Hi Denis,
> Thanks a lot for your answer. I know it's been a while, but I'd still like
> to follow up on it since it's quite the fundamental issue.
>> Therefore, by improving the hash algorithm, the size of the ids, and the
> quality of the hashed key, we have considered ourselves to be saved enough
> for a normal usage.
> Still, with enough bad luck, documents and objects may be overwritten
> without a trace. This is not a stable implementation. And even worse, if on
> any XWiki installation hash collisions will happen in the future (or have
> already happened since 4.x), they probably won't be easily associated with
> this issue because it's nearly impossible to debug.
> While I do now understand the motivation to stick with hashes, I'm still
> not sure why a collision detection would be difficult to introduce and why
> it's even "impossible for some API". Let me briefly outline an idea:
> In XWikiHibernateStore#saveXWikiDoc on L615
> an exists check on the doc id is already performed. If now
> xwikidoc.fullName is also selected in the HQL, a comparison to
> doc.getDocumentReference() can expose an imminent collision before data is
> overwritten. At least an XWikiException should be thrown in this case. A
> similar thing could be done before saving BaseObjects on L1203
> to avoid collisions on Object IDs.
> I don't think a change like this would be difficult to implement, I could
> provide a PR of that sort. The performance penalty has to be tested for
> your systems though, since the full name isn't indexed afaik.
>> Hi Marc,
>> Here are some answers:
>> 1) MD5 was already a dependency of our oldcore and using SHA1 would have
>> added a dependency without bringing much benefit. Since we only used 64
>> bits of the MD5 anyway, I doubt using SHA1 would have provided a better
>> distribution.
>> 2) Such a collision detection is difficult to be introduced in the
>> existing code base, for some API it is even impossible. What you experience
>> with the 32-bit ids had been my motivation to the changes in 4.x and I
>> could say, based on my long XWiki experience, that even with the poor
>> 32 bit ids, very few users had been affected. Therefore, by improving the
>> hash algorithm, the size of the ids, and the quality of the hashed key, we
>> have considered ourselves to be saved enough for a normal usage.
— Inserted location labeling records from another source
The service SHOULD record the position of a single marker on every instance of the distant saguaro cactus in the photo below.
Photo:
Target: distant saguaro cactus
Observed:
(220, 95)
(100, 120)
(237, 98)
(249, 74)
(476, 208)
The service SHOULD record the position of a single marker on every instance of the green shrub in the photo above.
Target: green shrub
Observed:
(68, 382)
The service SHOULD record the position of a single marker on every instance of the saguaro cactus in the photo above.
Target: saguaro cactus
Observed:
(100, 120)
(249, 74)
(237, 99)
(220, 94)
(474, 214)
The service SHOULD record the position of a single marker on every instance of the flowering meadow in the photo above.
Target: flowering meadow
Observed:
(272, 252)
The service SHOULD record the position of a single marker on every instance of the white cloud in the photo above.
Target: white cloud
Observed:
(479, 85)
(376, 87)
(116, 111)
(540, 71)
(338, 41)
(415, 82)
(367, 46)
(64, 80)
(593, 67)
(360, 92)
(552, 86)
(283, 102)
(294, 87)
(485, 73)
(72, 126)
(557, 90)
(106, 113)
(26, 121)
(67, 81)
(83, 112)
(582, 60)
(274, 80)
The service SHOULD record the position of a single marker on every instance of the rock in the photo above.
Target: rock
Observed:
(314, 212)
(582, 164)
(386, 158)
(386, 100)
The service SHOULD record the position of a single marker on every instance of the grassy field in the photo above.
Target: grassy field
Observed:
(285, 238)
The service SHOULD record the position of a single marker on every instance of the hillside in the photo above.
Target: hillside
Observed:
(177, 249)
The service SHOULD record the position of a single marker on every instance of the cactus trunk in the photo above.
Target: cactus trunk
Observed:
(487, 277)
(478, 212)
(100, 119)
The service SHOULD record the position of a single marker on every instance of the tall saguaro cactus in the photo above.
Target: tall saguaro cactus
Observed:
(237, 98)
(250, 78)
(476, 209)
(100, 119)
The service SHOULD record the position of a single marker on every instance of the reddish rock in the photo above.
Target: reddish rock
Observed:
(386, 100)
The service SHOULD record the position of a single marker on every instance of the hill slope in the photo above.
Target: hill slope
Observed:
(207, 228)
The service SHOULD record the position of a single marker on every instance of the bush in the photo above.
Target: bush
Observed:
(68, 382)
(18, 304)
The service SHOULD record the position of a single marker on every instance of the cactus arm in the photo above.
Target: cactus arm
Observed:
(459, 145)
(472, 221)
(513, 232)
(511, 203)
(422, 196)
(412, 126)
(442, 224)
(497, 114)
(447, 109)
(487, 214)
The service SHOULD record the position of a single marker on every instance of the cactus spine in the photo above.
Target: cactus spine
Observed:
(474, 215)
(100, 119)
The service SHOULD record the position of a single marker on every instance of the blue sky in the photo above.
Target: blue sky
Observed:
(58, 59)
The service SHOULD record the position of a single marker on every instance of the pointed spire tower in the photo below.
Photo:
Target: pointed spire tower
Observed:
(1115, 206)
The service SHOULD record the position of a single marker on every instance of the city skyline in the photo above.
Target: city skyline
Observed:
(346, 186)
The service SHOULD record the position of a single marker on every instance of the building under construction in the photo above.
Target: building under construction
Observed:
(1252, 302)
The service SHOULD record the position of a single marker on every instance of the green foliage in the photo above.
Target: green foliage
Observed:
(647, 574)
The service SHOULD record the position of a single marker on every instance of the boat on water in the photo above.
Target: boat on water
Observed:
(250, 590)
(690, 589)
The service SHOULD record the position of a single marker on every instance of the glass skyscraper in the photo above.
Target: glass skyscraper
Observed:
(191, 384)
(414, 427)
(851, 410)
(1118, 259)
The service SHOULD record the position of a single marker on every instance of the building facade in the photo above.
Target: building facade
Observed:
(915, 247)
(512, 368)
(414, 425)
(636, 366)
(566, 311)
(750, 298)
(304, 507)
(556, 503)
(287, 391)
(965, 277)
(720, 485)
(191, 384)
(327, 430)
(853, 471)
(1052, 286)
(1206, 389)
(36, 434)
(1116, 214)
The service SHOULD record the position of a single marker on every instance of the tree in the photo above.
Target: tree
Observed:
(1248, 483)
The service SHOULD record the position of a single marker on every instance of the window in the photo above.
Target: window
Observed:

>> 3) That’s the worst point. I cannot answer about the first decision, I
>> wasn’t yet involve, but regarding the changes introduced in 4.0,  a change
>> had been considered. The ids are only there to satisfy Hibernate and its
>> loading mechanism. If we had used a counter, we had to manage a conversion
>> table between ids and entity references with all the additional complexity
>> (consistency issues, caching, ...). This is so because we use entity
>> reference to point directly to document (or even objects) everywhere in
>> XWiki. This would have been a huge work to introduce that behaviour and at
>> the same time keeping all the existing API unchanged. It would probably
>> have introduced a performance penalty as well. This is why we resigned and
>> go for an improved hash solution. IMO, if we had to make such a change, we
>> are even better rewriting the storage service completely, and even stop
>> using Hibernate, which, to be honest, does not bring much benefit to
>> XWiki with its ORM aspects.
>> But if you really want the complete answers, you can look at those threads:
>> > Dear XWiki devs
>> >
>> > We are using the XWiki platform for our applications but sadly are still
>> > stuck with 2.7.2. Lately we ran into issues on a large database and
>> noticed
>> > "disappearing" BaseObjects. We were able to link it to XWIKI-6990
>> > <>, where hibernate IDs collided
>> > (hash collisions) and overwrote other objects without any trace - neither
>> > visible in the history nor in a log file.
>> >
>> > We analysed your implemented solution from 4.0+ in XWikiDocument
>> > and BaseElement
>> > and
>> > noticed that you changed the 32bit String#hashCode to 64bit MD5, which
>> > makes a collision less likely. I have a few questions regarding your
>> > solution:
>> >
>> > 1) Is there any specific reason why you have chosen MD5 over SHA-1 or 2?
>> >
>> > 2) Collisions are still possible and would be extremely hard to notice
>> > since they are completely silent. Have you considered to implement a
>> > collision detection to at least log occurring collisions - or even better
>> > reserve 1-2bits of the 64bit to be used as collision counter in the case
>> of
>> > it happening?
>> >
>> > 3) To question the concept of generating a hash for an ID in general:
>> > Wouldn't a database defined "auto increment" be a much more robust
>> solution
>> > for the hibernate IDs? A collision would be impossible and
>> > clustering/scalability is still possible with e.g. the InnoDB
>> “interleaved”
>> > autoincrement lock mode. Why have you chosen a hash based solution in the
>> > first place?
>> >
>> > I'm sorry if these questions were already answered in the dev mailing
>> list
>> > or on issues, please link me to them since I couldn't find any concrete
>> > answers.
>> >
>> > Thanks for your time and regards
>> >
>> > Marc Sladek
>> > synventis gmbh